I'm considering the two snippets would basically produce the same result i.e. temp[0] to temp[10] equal to value 0. What is the difference/advantage we see by using a generate statement in this case ?

In general, the main difference between generate for loop and regular for loop is that the generate for loop is generating an instance for each iteration. Meaning that in your example there will be 3 always blocks (as opposed to 1 block in the regular loop case).

A good example of code that requires generate for is:

module A();
..
endmodule;

module B();
parameter NUM_OF_A_MODULES = 2; // should be overriden from higher hierarchy
genvar i;
for (i=0 i<NUM_OF_A_MODULES; i=i+1) {
  A A_inst();
}
endmodule;

In this example a regular for cannot do the work of creating NUM_OF_A_MODULES instances.

In your example, you can acheive the required result in both ways. (as long as you fix some minor bugs :) )

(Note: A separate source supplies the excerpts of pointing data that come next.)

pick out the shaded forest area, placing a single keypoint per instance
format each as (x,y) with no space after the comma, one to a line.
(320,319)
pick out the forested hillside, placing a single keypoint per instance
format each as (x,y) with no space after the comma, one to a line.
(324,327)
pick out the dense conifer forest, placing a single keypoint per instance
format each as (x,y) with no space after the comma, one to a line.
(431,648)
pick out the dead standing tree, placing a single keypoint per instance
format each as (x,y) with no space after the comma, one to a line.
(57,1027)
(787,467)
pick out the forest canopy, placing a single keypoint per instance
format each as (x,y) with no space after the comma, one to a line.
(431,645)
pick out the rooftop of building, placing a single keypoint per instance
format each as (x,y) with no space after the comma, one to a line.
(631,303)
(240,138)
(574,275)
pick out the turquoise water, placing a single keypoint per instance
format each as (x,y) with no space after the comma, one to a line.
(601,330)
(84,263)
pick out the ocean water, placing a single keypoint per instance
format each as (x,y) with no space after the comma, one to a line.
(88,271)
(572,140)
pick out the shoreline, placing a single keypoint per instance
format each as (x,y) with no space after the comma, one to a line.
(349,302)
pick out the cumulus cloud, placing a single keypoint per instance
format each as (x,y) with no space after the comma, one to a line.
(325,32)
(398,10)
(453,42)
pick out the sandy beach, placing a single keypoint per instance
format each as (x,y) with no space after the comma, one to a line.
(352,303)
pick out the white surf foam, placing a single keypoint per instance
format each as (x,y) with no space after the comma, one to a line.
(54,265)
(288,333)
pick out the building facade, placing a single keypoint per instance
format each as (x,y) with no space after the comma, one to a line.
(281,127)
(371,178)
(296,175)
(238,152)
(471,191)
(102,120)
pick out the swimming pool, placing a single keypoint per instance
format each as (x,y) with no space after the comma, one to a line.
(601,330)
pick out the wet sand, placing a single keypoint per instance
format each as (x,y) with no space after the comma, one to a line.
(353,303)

In the example without the generate, i should be a genvar not integer. Otherwise, both are valid depending on the version of the IEEE Std 1364 supported by your tool set. The generate construct was added in in IEEE Std 1364-2001 where the generate/endgenerate keywords are explicitly required. In IEEE Std 1364-2005 it became optional with the only requirement that if generate is used it must have a matching endgenerate.

When using IEEE Std 1364-2005 or SystemVerilog (IEEE Std 1800), it is a matter for coding style preference of implicit vs explicit declaration. Explicit does have the advantage of being backward comparability.

Generate blocks are useful when change the physical structure of then module via parameters. For example choosing negedge or posedge clock and only enabling one:

if ( param_use_pos == 1) begin : use_pos
  always @(posedge sysclk) begin
    ...
  end
end
else begin : use_neg
  always @(negedge sysclk) begin
     ...
  end
end

If you are not changing the physical structure, it is typically better to use for loops and if-else statements inside the always block. Both approaches can synthesize the same but when running RTL simulation the non-generate block approach will typically simulate faster. This is because simulators normally can process a single N-bit operation faster than N 1-bit operations. Again synthesis is the same result

// faster :: 1 always block, simulator can optimize the for loop
always @(posedge sysclk) begin 
  for (i = 0; i < 3 ; i = i + 1) begin
    temp[i] <= 1'b0;
  end
end

// slower :: creates 4 always blocks, harder for the simulator to optimize
genvar i;
generate // optional if > *-2001
for (i = 0; i < 3 ; i = i + 1) begin 
    always @(posedge sysclk) begin
        temp[i] <= 1'b0;
    end
end
endgenerate // match generate